Ulver – Perdition City

Perdition City
Ulver
2000
Jester Records

Perdition-City

C’était une de ces soirées, bruineuse, terne, figée dans un cercle de lumières artificielles qui inondent les sens. La ville, soleil couché, entamant un nouveau cycle nocturne. Une vie synthétique où la lumière des bureaux et autres lampadaires deviennent astres d’un soir. C’est à ça que je pense en regardant le cul de mon verre, désespérément vide à l’intérieur de ce jazz bar, néons multicolores agressant mes yeux alors que je tourne la tête vers la fenêtre. Dehors, les gens deviennent des formes abstraites, des ombres spectrales que je m’amuse à dessiner dans ma tête. La musique qui passe sur une sono crasseuse m’aide d’autant plus. Je ne l’écoute pas, je perçois simplement borborygmes, sons diffus et étirements électroniques. De ces luminescences je m’évade, je parcours les rues, longe les quais, m’arrête sur un pont pour observer les remous de l’eau se mariant avec la circulation fléchissante.

Les phares de voitures sont comme des globules rouges, apparaissant pour tout de suite s’évaporer, suivant un sens pré-défini. J’imagine qu’un son de saxo collerait bien à l’ambiance mélancolique qui se dégage de ce spectacle. J’ai beau sentir les infra-basses du train qui passe en dessous de moi, cela ajoute à l’atmosphère face aux trottoirs dont la pluie donne un effet de miroir déformant. Je n’ai pas envie de quitter cette iridescence éphémère, je préfère me jeter dedans, rendant cette promenade d’autant plus absurde. Illogique même d’arpenter les rues jamais obscures, jamais éclairées non plus, cette frontière indistincte, hypnotique.

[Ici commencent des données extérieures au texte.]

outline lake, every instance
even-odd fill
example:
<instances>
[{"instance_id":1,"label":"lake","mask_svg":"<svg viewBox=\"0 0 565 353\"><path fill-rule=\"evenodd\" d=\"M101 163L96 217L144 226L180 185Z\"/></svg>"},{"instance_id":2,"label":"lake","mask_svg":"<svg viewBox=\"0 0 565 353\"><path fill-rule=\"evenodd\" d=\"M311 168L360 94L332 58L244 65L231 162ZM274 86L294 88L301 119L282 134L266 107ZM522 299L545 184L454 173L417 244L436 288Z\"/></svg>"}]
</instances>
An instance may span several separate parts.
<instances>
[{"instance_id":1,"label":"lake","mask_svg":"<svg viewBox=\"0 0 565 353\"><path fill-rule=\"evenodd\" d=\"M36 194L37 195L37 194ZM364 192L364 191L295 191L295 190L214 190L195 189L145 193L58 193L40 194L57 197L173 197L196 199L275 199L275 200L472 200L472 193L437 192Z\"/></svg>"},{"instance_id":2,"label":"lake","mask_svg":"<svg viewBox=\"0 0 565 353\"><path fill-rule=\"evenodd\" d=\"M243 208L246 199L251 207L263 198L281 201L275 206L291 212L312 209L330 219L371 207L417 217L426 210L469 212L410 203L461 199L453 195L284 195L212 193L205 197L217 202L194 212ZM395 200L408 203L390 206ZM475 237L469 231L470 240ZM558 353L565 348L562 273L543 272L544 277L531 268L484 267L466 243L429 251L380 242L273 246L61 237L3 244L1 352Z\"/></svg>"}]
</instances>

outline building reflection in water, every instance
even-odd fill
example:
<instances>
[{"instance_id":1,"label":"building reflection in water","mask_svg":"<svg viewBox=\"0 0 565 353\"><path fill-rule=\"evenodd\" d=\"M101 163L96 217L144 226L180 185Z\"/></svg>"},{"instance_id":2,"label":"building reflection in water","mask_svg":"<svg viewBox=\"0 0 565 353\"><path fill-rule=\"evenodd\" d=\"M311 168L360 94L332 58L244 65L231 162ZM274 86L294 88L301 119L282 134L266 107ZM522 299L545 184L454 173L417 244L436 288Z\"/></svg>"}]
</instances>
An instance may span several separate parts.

Rêve éveillé ou réveil songeur ? Je suis un metteur en scène du subconscient. Je déplace lumières et éclairages à ma guise. La caméra, c’est mes yeux, mes oreilles, le preneur de son. Le film, c’est moi, mon errance dans cette ville déshumanisée. La lunette de la caméra est sous cache, mais des images sont montées, collages, autres fragments et résidus cinégéniques mis bout à bout. Au détour d’une rue, je croise Norman Bates cabotinant avec Massive Attack sous l’oeil de Gaspard Noé. Michael Mann avec l’aval de Coil me plonge dans un travelling intérieur. Spike Lee me refait vivre la solitude et la tristesse de personnages fictifs/réels copulant avec Future Sound Of London.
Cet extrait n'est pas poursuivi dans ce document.